{Film] Play Dirty, de Shane Black (2025)


Parker, accompagné de Grofield, Zen et d’une équipe chevronnée, tombe par hasard sur un butin qui les met en conflit avec la mafia new-yorkaise, dans cette aventure audacieuse et pleine de malice.


Avis de Cherycok :
Je suis sûr que tous autant que vous êtes, il y a des films que vous aimez en sachant pertinemment que ce n’est objectivement pas très bon, parce que vous avez pris du plaisir devant pour des raisons bien à vous, parfois sans qu’on arrive réellement à mettre le doigt sur le pourquoi on a aimé. Si si, ne faites pas semblant, on a tous des films comme ça, et il ne faut pas avoir honte de le dire car après tout, chacun ses mauvais goûts. Et puis, qu’est-ce qu’on en a à faire de ce que pensent les autres de nos goûts. Bref, tout ça pour vous dire que Play Dirty, le nouveau film de Shane Black (Kiss Kiss Bank Bank, The Nice Guys), ce n’est clairement pas un chef d’œuvre, c’est même bancal sur tout un tas de choses.

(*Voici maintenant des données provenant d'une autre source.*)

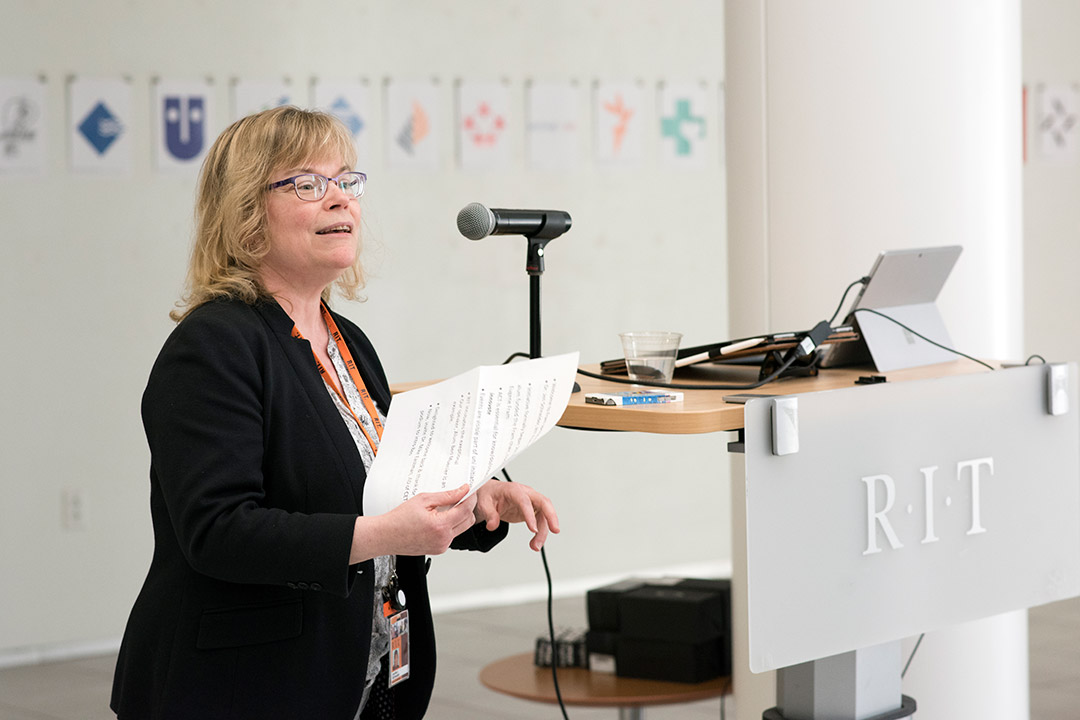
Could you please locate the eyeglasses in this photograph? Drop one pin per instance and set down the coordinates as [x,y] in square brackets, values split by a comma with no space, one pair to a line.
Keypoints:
[312,187]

Et pourtant, j’ai passé 2h de plaisir régressif devant un divertissement foireux sur bien des points mais ô combien généreux, le genre de machin un peu informe mais qui est parfait pour poser le cerveau après une journée de travail harassante.

Play Dirty met en scène le personnage de Parker, héros d’une saga de romans de Donald E. Westlake qui a déjà été adapté plusieurs fois au cinéma comme par exemple dans Le Point de Non-Retour (1967) de John Boorman, Payback (1999) de Brian Helgeland ou encore Parler (2013) de Taylor Hackford. Play Dirty n’adapte pas un roman particulier et se contente de mettre le personnage de Parker, interprété par Marl Wahlberg, dans un scénario créé de toutes pièces. N’ayant lu aucun des ouvrages originaux, on ne jugera pas ici le fait que le film joue énormément la carte de l’humour là où les romans sont très sombres, sans détour, et donc ces quelques lignes ne reflètent que mon avis sur Play Dirty en tant que film, et pas en tant qu’adaptation de personnage de roman. Play Dirty n’a de toutes façons pas besoin de ça pour qu’on constate très rapidement ses tares qui feront que le cinéphile exigeant ne passera pas forcément le meilleur moment qui soit. Déjà, Play Dirty a le cul entre deux chaises, hésitant constamment entre film de casse parfois très sérieux, voire violent, sans concession avec même quelques exécutions brutales, et un ton plus léger avec des blagues qui arrivent à intervalles réguliers. Le problème n’est pas de mélanger humour et violence, certains l’ont fait avec réussite, le problème est de savoir mélanger humour et violence correctement pour que l’ensemble soit homogène. Malheureusement ici, ce n’est pas le cas. Oui, il y a quelques répliques qui font rire et quelques moments plus légers où on se poile franchement, mais on a l’impression que cet humour est forcé pour que le film plaise à un public plus large que le film n’aurait pas touché s’il avait adopté un ton résolument plus sombre. Est-ce voulu par Shane Black qui, avec Kiss Kiss Bank Bank et The Nice Guys mélangeait déjà avec brio ces deux paramètres, mais qui n’avait pas réussi ici à reproduire la chose ? Est-ce Amazon, sur lequel le film est arrivé, qui avait un cahier des charges bien précis auquel Shane Black a dû se plier ? Difficile à dire mais quoi qu’il en soit, cela donne au film, et surtout à l’enchainement de certaines scènes, un côté un peu artificiel.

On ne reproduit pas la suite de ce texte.